You know your mother eats them. This is the first time she’s brought one to your door, though. “I hope you’re not expecting me to take a bite,” you say, flat. She chuffs at you, her tail lashing. “Or Pheres. I told you, I’m perfectly capable of hunting for both of us –”
The whine abruptly stops. The walkers head tilts back, ignoring your mother’s growl, and you catch a glimpse of bright gray eyes. “Rmeros!”
Oh. It’s not a walker.
Not yet, anyway.
You’re close enough that your mother can rest her big head against your knee, and she does, purring loudly. She’s got her paws on the shoulders of Daedal’s get, and you can see the muddy brown streaks where her claws have been digging in. The girls face is cloud pale, gray as the sidewalks back home, and the sun’s coming up. If you just went back inside for a few hours…
Maybe she sees an inkling of that in your face. She starts kicking and thrashing anew, and your mother’s raspy purr abruptly turns to a growl. “Get her off of me! Rmeros! Come on!”
It’s frankly amazing, how much noise a rotten little thing like her can make. She’s barely up to your chest on your best days, but she’s rattling away like a bee in a jar, the furious thrum of her rattlereeds loud enough that they nearly match your mothers.
She’s a match in plenty of ways. She looks like an animal right now, those absurd ears pinned back, her lips curled to expose fang.
“You stupid, curly-horned bastard, get her off of me!”
“Charming,” you say, amused, and her face goes orange. “Simply charming. And what were you doing over here?”
It’s a rhetorical question. One step closer puts you near her hands, and to the rock lying on the ground. Not a rock, you correct yourself: a brick, one of the ones always falling out of the side of the cluster. There’s mortar still clinging to the sides, but it’s long faded gray with dirt, sand and the filth of the desert.
(Of all the places you could’ve found a signmate, you just had to find him here, roosting among Temasek’s squalor. There’s traces of gray on your fingers where you touched the mortar. You’re sure there’ll be traces of orange left in your soul, by the time you’re done here.)
She doesn’t answer. She just glares at you, her mouth thin as you toss the brick in the air. It’s not big in your hands. Not heavy, either: in fact, it’s a nice weight. “And what did you have this for, I wonder?”
“Do you want to say something?” you add, and then you laugh: she might be ignoring you, but her eyes are tracking the brick, her face tight with fury.
You let the brick drop. It hits the ground inches from her face, and that stirs a reaction from her: all that happens is that she gets sand in her eyes, sand in her face, but she goes off like you struck her instead, a flurry of insults and threats in the garbled tongue everyone uses out here.

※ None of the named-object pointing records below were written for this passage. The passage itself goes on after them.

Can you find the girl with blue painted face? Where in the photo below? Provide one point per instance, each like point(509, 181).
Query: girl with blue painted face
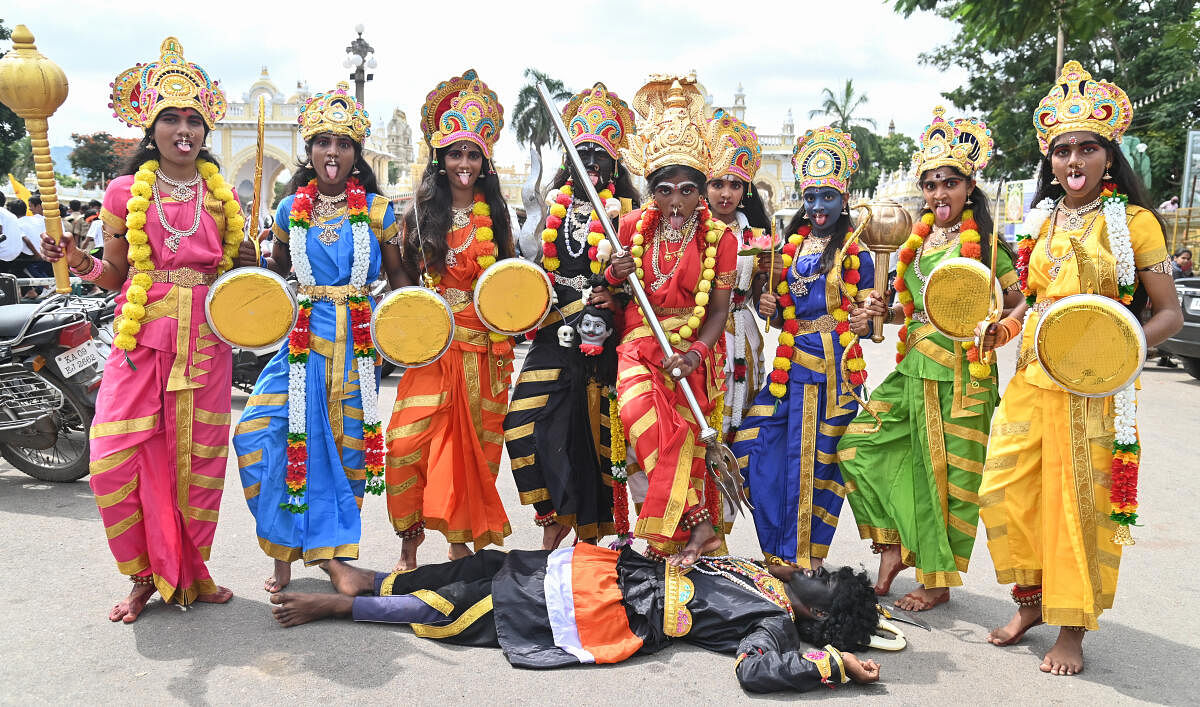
point(790, 433)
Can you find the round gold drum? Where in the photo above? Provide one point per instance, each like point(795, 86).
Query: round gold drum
point(957, 297)
point(1090, 345)
point(412, 327)
point(513, 297)
point(251, 307)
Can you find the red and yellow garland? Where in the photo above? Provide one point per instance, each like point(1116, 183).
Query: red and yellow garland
point(970, 247)
point(856, 365)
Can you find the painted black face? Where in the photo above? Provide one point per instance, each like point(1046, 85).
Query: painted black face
point(598, 162)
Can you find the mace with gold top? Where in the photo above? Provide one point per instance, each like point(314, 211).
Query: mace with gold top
point(34, 88)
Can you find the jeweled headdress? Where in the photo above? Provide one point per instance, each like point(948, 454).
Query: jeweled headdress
point(142, 93)
point(963, 143)
point(747, 156)
point(462, 108)
point(825, 156)
point(675, 126)
point(597, 115)
point(1080, 102)
point(335, 112)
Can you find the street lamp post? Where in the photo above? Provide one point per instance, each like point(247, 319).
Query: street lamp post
point(359, 57)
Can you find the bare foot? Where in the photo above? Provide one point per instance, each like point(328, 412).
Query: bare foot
point(1066, 657)
point(923, 599)
point(703, 539)
point(221, 595)
point(889, 567)
point(553, 534)
point(281, 577)
point(129, 609)
point(293, 610)
point(1025, 618)
point(349, 580)
point(408, 553)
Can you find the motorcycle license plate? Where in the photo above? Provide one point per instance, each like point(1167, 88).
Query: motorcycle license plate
point(76, 359)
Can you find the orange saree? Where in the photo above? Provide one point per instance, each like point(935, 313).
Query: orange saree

You don’t understand a word of it. But you don’t have to, with the way she’s snarling. If anyone was around, then her noise should’ve brought them out.. but there isn’t. The sun’s nearly up, and everyone sensible is asleep, save you, your signmate, and the little riffraff in front of you.

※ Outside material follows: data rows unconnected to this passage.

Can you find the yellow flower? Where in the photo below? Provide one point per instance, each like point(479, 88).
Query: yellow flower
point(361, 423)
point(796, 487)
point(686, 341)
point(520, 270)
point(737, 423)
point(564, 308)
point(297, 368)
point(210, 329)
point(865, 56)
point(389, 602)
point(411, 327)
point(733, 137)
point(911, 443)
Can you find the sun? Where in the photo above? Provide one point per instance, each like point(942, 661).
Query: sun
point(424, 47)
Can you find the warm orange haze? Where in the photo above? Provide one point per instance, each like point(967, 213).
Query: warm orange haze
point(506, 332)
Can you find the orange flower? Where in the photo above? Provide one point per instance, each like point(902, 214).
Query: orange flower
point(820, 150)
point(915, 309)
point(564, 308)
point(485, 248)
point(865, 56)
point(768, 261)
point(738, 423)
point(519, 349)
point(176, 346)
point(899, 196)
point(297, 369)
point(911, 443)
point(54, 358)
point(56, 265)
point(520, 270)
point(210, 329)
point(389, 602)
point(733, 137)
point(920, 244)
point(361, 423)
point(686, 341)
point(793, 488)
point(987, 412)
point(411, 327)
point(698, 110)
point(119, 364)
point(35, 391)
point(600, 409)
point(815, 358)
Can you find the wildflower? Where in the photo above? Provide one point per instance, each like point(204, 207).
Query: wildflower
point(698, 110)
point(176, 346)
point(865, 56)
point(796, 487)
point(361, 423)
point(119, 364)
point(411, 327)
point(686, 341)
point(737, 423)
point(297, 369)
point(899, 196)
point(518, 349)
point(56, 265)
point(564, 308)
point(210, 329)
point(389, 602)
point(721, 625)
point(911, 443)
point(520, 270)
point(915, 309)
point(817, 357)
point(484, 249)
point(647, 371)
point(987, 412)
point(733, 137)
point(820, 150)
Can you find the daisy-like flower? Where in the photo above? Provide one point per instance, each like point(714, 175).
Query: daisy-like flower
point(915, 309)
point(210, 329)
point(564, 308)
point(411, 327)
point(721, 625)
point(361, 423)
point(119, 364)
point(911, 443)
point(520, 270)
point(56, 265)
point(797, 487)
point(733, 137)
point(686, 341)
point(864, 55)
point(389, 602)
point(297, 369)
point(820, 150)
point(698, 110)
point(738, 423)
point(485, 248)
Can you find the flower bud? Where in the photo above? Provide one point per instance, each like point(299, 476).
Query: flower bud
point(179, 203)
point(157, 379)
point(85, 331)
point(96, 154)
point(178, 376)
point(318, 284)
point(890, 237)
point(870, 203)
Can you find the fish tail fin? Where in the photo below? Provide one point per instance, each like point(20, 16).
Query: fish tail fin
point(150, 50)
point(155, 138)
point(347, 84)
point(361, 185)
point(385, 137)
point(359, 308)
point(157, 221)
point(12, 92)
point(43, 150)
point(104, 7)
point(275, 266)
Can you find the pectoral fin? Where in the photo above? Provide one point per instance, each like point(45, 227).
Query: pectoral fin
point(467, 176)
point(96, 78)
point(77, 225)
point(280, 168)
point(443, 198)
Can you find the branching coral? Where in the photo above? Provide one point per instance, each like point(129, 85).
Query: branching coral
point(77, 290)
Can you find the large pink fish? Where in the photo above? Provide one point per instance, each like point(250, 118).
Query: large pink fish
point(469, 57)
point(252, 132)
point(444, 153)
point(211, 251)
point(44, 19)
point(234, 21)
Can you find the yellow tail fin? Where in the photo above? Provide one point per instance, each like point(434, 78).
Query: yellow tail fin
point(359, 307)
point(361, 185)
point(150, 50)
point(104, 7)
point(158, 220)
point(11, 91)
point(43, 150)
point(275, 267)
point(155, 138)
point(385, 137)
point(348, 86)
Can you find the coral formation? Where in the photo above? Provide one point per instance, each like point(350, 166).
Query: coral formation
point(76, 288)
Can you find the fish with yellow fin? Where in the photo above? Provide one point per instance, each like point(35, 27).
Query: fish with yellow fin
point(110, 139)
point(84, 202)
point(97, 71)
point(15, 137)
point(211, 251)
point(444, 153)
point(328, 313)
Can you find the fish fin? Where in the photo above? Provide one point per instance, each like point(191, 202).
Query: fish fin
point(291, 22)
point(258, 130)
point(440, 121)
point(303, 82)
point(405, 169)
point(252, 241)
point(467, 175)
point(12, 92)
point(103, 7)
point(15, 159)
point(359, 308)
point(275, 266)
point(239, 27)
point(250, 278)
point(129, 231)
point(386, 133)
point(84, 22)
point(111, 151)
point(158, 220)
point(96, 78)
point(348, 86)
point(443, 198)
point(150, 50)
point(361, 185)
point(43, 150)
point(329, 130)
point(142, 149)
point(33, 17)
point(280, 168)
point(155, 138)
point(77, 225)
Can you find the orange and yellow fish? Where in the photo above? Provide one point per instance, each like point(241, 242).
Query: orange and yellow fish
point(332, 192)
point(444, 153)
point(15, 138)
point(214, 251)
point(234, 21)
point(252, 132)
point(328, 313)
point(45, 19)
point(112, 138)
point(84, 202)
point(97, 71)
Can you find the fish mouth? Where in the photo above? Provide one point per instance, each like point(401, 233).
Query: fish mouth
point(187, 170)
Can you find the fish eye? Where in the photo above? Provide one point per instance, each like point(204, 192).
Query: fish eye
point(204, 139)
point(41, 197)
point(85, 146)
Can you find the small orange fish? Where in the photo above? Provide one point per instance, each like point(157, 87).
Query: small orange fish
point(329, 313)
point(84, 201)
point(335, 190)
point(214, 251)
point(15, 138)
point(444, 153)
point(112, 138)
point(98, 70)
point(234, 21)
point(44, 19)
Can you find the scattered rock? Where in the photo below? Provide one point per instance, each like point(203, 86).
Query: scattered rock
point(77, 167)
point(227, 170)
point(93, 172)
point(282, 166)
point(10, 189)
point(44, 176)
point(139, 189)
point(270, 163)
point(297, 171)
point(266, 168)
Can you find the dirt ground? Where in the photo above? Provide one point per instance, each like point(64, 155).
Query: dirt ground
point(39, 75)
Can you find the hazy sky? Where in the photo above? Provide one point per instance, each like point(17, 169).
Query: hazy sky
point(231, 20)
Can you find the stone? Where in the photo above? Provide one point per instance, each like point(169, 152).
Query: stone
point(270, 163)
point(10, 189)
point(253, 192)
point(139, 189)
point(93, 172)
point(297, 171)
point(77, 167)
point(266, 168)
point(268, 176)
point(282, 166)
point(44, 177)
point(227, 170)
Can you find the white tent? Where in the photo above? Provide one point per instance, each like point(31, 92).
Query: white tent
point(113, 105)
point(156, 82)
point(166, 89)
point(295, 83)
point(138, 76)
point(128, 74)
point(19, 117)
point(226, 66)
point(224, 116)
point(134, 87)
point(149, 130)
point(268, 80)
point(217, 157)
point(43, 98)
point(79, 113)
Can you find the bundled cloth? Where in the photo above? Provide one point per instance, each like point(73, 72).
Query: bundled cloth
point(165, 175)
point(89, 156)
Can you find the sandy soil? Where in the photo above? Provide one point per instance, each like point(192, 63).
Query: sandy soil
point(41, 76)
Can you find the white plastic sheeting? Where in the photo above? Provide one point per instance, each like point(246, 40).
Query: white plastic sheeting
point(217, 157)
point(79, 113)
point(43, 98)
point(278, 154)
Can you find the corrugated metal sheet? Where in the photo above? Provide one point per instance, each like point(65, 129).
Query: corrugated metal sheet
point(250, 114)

In the cities, no one would care if you offed a wriggler. There’s enough of them! But the country is different, small enough that everyone knows each other’s faces, and names, and has an investment in their survival. Luckily, you don’t care about culling Nzinga, no matter how much of an impediment she’s proven.
She’ll be out of your hair soon enough. And you can feel the first heat of the sunrise on your back.
“Have fun with your catch,” you inform your mother, and you head back inside.